The difference between the two paths is sharper than I expected.
| How they compare | JanitorLLM (free) | Your own model via API |
|---|---|---|
| Cost | Free | You pay the outside provider per use |
| Setup | Nothing to configure | An API key, sometimes a proxy |
| Memory | Smaller box, forgets sooner | Often a bigger box, holds more history |
| Writing | Fine for everyday chat | Sharper, more attentive replies |
| Filtering | Set by the platform | Depends on the model you choose |
Why the same bot splits opinions
This explains how two people can swear they are running the same character and have opposite experiences. One is on the free JLLM. The other wired up a sharper model with a roomier box, so it holds more of the conversation and follows instructions more closely. Same script, different talent reading it aloud. When someone in a forum says a bot got so much better on GPT-4o, this swap is the whole story, and it loops back to the box problem from the last section, since a bigger model usually comes with a bigger token limit.

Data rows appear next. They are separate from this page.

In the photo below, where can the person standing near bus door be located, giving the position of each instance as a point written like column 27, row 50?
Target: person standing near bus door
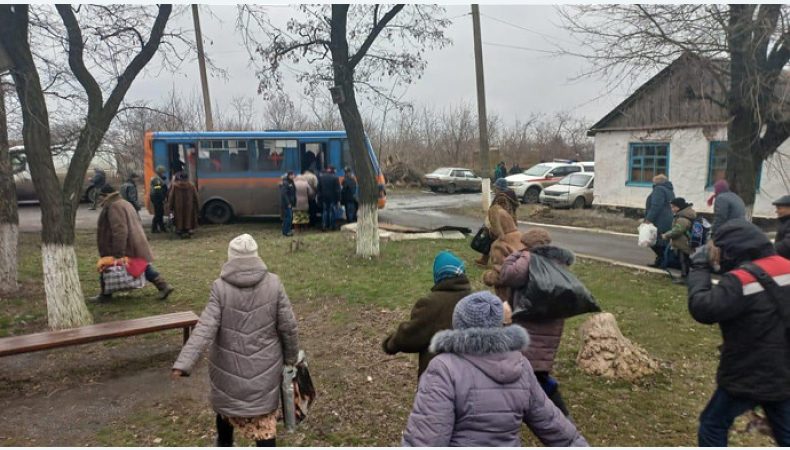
column 158, row 196
column 287, row 202
column 349, row 195
column 329, row 196
column 182, row 202
column 129, row 191
column 312, row 203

I moved one of my favorite bots onto an external model for a week. She did not become a different person. She became a sharper, more attentive version of the same person, and she held our history far longer before the edges began to fray.
What all of this finally explained
With the full picture in hand, a stack of things that used to annoy me turned into plain cause and effect.

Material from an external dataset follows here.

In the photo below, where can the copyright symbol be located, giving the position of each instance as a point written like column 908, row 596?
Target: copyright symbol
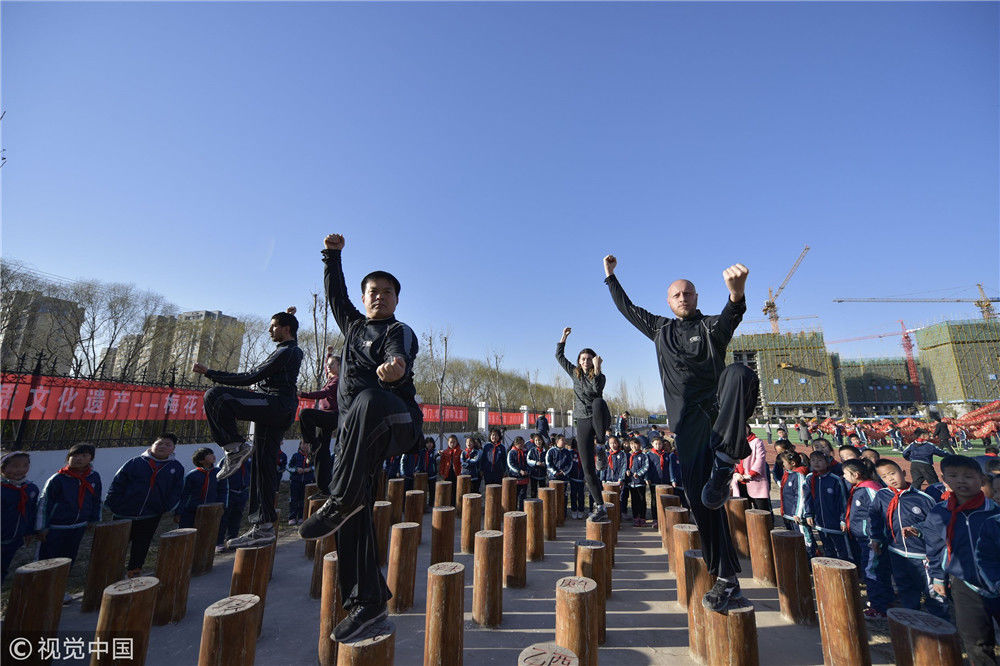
column 20, row 649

| What you see | What is actually happening | What I do about it |
|---|---|---|
| The bot forgets something you established | The box filled and those lines dropped | Tighten the permanent block, or add a Lorebook entry to catch it |
| The character writes your dialogue and actions for you | Nothing in the script told it to stop | Add a "do not write for me" line to the prompt or Chat Memory |
| The same bot feels brilliant for a friend, flat for you | You are running different models | Check which model each of you uses before blaming the card |
| The platform has an uncensored reputation | No hidden filter-free brain exists; freedom comes from the model and the prompt | Pick the model and write the prompt that fit what you want |
My paramedic remembers her brother now. I rebuilt her with a lean permanent block, moved the heavy backstory into Lorebook entries keyed to the people and places in her life, then pointed the chat at a model with a roomier box. Two hundred messages deep, she still knows who I am, what I do for a living, why I deflect with bad jokes, and why I go quiet when someone mentions the hospital. Nothing about the platform got smarter between that forgotten greeting and now. I stopped fighting the way it works and started packing the box on purpose.
The bottom line
Janitor AI is not smart and it is not stupid. It is literal. Every reply is only as good as the block of text you hand it, and the platform trusts you to build that block well.

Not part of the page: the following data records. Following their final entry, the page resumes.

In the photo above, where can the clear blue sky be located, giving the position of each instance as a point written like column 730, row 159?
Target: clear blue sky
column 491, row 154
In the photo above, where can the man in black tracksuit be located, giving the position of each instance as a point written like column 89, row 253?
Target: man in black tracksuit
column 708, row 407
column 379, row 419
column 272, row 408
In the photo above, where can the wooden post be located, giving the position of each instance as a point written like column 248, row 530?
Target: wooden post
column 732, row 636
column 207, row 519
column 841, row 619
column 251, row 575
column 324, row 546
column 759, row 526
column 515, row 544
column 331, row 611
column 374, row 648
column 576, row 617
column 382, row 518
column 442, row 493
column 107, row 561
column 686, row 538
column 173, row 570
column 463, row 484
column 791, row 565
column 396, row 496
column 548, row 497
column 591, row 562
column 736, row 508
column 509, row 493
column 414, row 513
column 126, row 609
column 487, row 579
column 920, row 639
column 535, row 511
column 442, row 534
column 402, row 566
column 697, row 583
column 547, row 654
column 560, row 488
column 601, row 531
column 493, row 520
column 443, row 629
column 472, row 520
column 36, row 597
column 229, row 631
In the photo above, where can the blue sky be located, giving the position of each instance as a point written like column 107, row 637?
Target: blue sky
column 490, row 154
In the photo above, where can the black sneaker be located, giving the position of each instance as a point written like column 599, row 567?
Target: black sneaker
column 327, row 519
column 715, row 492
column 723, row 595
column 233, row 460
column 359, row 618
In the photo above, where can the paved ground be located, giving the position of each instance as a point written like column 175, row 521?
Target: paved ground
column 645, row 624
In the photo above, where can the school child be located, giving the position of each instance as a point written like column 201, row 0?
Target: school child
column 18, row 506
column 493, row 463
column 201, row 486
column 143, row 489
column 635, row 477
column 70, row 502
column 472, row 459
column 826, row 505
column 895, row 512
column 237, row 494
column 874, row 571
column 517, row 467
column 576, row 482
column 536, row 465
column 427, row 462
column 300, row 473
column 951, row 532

Almost every complaint I read online traces back to someone fighting the architecture instead of using it. They write a 4,000-token character and wonder why it forgets. They stay on the free model and assume the platform is broken. They blame the bot for speaking in their voice when a single instruction would have stopped it. Once you know what goes into the box and what falls out, those problems stop being mysteries and turn into settings you control.
That is the strange charm of the place. It hands you the raw machinery and steps out of the way. Learn to feed it, and the same system that forgot my name will hold a character together better than I can hold the memory of one myself.